Photo courtesy of Karine Belzile

The 1970s and 80s were lucrative for antique dealers, many of whom set up shop, particularly on Notre-Dame Street West in Montreal or Saint-Paul Street in Quebec City. Times have changed, but the popularity of vintage and mid-century modern (MCM) styles is gradually bringing young people back to antique stores.

Photo courtesy of Karine Belzile

“Young people want to stand out by recycling things. Instead of buying furniture from supermarkets, they want selected, eco-friendly, durable and beautiful products,” says M.

Antiques dealer Steve Desais observes a similar phenomenon. “The old days are going very, very well now. Four or five years ago, it was said that it was falling and that there was no more heir. This is wrong. We are a small gang of young people and it works,” enthuses the 45-year-old, who started his business Antiquité SG in Vieux-Terrebonne a year ago.

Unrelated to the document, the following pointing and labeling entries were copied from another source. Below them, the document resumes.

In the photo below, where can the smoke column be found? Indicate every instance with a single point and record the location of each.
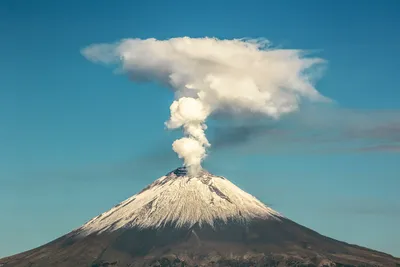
(208, 74)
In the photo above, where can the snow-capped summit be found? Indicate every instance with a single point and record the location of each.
(201, 220)
(181, 200)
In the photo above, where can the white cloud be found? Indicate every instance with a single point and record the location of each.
(209, 74)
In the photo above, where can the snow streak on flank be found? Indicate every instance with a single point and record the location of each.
(182, 200)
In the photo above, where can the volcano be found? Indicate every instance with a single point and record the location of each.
(202, 220)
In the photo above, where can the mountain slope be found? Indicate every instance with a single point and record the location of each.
(195, 221)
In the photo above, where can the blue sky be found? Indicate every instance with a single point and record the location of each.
(74, 140)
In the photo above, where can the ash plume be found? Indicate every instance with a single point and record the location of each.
(209, 75)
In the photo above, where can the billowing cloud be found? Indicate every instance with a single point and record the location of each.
(209, 75)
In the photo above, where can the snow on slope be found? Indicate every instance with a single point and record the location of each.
(183, 201)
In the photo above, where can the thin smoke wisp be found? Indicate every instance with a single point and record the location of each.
(209, 75)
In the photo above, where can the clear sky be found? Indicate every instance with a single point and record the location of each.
(75, 139)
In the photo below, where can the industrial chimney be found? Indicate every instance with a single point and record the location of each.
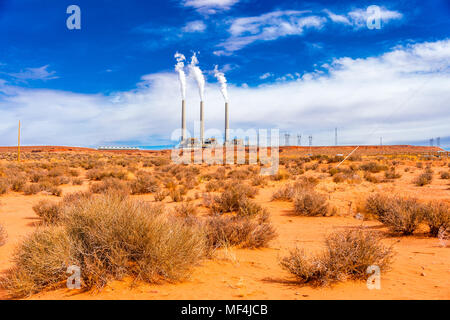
(183, 121)
(202, 124)
(227, 124)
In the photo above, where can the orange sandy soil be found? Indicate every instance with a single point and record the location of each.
(421, 269)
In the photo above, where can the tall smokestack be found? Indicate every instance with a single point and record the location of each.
(183, 121)
(202, 124)
(227, 124)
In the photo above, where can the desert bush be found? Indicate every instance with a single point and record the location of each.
(144, 183)
(436, 216)
(40, 262)
(77, 181)
(308, 202)
(371, 178)
(445, 175)
(3, 235)
(49, 211)
(347, 255)
(391, 174)
(176, 195)
(160, 195)
(108, 237)
(372, 167)
(402, 215)
(110, 185)
(423, 179)
(234, 198)
(4, 186)
(186, 209)
(31, 189)
(17, 183)
(245, 232)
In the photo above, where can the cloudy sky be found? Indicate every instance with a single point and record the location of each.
(302, 67)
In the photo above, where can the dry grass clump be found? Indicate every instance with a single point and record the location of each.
(108, 237)
(437, 217)
(372, 167)
(289, 191)
(4, 186)
(236, 198)
(144, 183)
(402, 215)
(40, 262)
(347, 255)
(49, 211)
(245, 232)
(445, 175)
(308, 202)
(110, 185)
(423, 179)
(3, 235)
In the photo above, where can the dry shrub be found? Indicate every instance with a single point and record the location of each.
(31, 189)
(4, 186)
(77, 181)
(3, 235)
(108, 237)
(445, 175)
(245, 232)
(347, 255)
(372, 167)
(235, 198)
(402, 215)
(423, 179)
(144, 183)
(40, 262)
(186, 209)
(110, 185)
(160, 195)
(17, 183)
(289, 192)
(436, 216)
(308, 202)
(49, 211)
(371, 178)
(258, 180)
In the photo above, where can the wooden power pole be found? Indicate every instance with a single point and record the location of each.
(18, 144)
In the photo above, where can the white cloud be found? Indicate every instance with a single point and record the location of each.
(210, 6)
(269, 26)
(266, 75)
(358, 17)
(401, 95)
(35, 74)
(195, 26)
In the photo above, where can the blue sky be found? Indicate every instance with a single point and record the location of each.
(293, 65)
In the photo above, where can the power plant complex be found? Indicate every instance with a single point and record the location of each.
(198, 76)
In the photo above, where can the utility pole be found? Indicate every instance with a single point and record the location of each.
(18, 144)
(310, 144)
(287, 137)
(335, 137)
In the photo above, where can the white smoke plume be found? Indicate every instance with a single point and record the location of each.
(179, 67)
(198, 76)
(223, 82)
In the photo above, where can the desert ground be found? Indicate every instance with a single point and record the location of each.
(250, 269)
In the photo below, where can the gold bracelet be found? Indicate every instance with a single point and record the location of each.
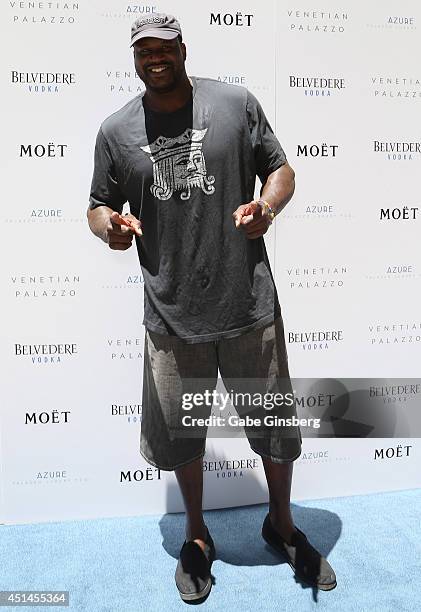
(267, 209)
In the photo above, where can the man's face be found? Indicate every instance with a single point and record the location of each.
(159, 63)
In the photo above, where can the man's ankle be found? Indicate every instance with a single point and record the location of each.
(198, 532)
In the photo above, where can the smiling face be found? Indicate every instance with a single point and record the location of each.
(160, 63)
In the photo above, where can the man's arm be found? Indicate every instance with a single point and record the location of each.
(277, 191)
(114, 229)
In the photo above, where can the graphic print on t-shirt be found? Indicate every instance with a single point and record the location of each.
(179, 165)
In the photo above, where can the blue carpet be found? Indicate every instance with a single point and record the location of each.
(127, 564)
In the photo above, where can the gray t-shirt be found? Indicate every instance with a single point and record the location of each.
(203, 278)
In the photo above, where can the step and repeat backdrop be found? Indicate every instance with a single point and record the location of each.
(341, 86)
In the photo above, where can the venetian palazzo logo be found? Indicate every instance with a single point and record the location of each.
(179, 165)
(396, 87)
(45, 13)
(317, 21)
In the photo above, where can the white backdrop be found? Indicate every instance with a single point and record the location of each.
(340, 85)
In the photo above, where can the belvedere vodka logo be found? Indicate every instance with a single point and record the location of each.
(397, 393)
(131, 412)
(41, 13)
(315, 340)
(45, 353)
(43, 82)
(230, 468)
(316, 86)
(317, 21)
(397, 150)
(179, 165)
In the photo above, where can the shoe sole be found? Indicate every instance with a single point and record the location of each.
(322, 587)
(200, 595)
(204, 591)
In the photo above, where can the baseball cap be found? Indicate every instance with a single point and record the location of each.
(157, 25)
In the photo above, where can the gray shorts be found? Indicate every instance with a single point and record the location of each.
(255, 361)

Photo courtesy of Steve Desais

Mr. Besides Dessais, Mathieu Bourguet of G&M Bourguet in Quebec, Alexandre Lalonde of Chez l’manouche in Montreal and Maude Rochefort of Antiquités Benoit Rochefort in Sainte-Eulalie, among others, are training new generations in the field.

For some time now, Karin Pelzil has been trying to change the perception of antiques. People often have an image of this merchant displaying his products in a shop where brown, glitter and dust are everywhere and where space is limited.

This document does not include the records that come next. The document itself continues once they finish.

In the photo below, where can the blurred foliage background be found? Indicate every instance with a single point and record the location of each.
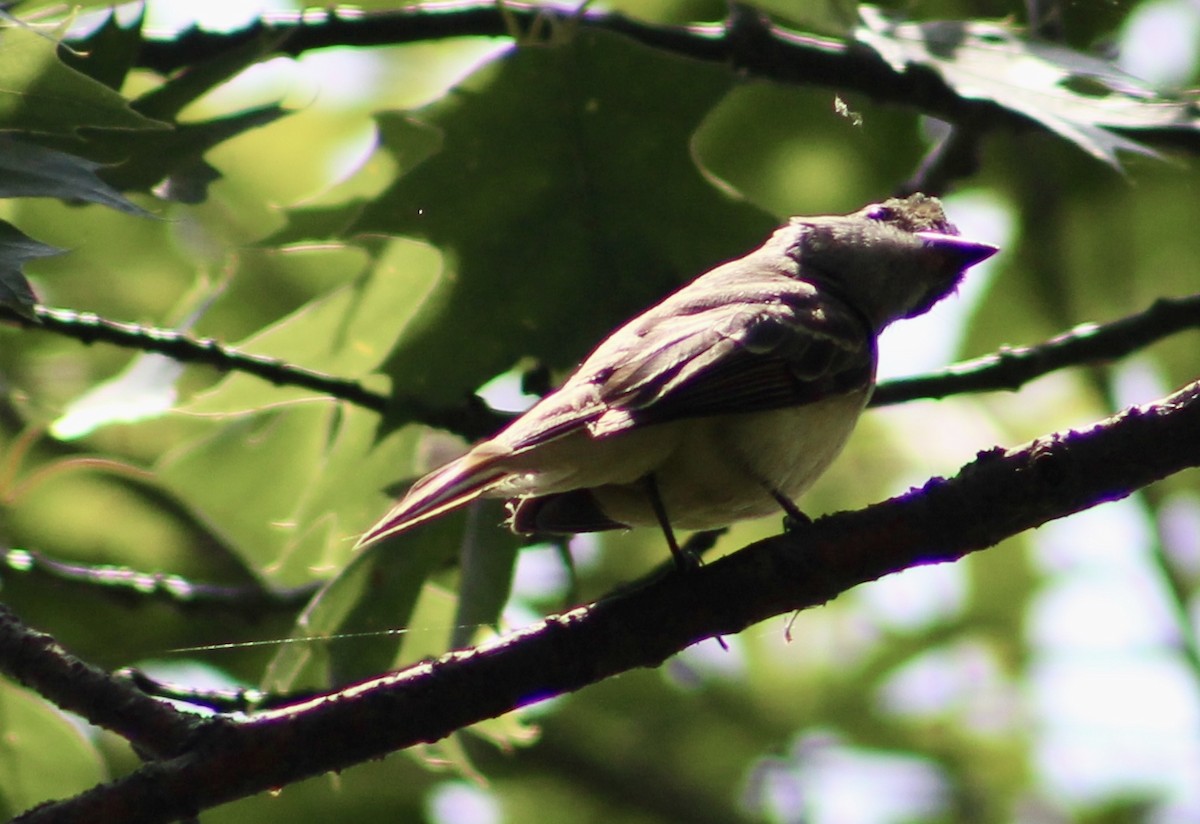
(460, 215)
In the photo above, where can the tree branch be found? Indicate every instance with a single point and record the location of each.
(35, 660)
(747, 41)
(1009, 368)
(1013, 367)
(1001, 493)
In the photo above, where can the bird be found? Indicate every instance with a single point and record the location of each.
(723, 402)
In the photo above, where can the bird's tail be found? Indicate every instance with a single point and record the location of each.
(455, 485)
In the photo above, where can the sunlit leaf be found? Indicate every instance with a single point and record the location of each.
(43, 756)
(144, 390)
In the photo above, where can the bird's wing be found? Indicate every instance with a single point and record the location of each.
(774, 343)
(783, 343)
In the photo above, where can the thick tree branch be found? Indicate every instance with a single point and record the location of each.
(36, 660)
(1003, 492)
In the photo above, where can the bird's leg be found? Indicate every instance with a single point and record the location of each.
(684, 560)
(793, 516)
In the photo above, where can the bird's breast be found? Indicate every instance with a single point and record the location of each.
(723, 468)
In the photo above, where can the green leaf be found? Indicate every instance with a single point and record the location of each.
(564, 198)
(28, 170)
(42, 755)
(365, 611)
(346, 332)
(17, 248)
(173, 161)
(39, 92)
(489, 559)
(1083, 98)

“I am walking away from this film. In showrooms, I prefer white, turquoise and brown. Additionally, my antiques are presented in a very elegant manner, where the object becomes a work of art,” explains the seller, who sells only online or at exhibitions.

Photo courtesy of Karine Belzile

Steve Dessais, for his part, likes his shop to be well-lit and uncluttered by antiques. “People say it’s like visiting a museum. I get so many compliments on the way the products are laid out. Before, people went to antique stores and didn’t even look at the pieces. They struggled to get around the stores,” says Steve Dessais.

In addition to working on the look of his store, the owner writes a description of each item. “I want customers to know what the history of the coin is and what it was used for.”

Photo courtesy of Steve Desais

To stand out in the antiques market, it is not enough to have a good product offering in shops and showrooms. You should be active on social media and online. “After the pandemic, we’ve done a lot of online sales,” Karin Belzile notes on the subject.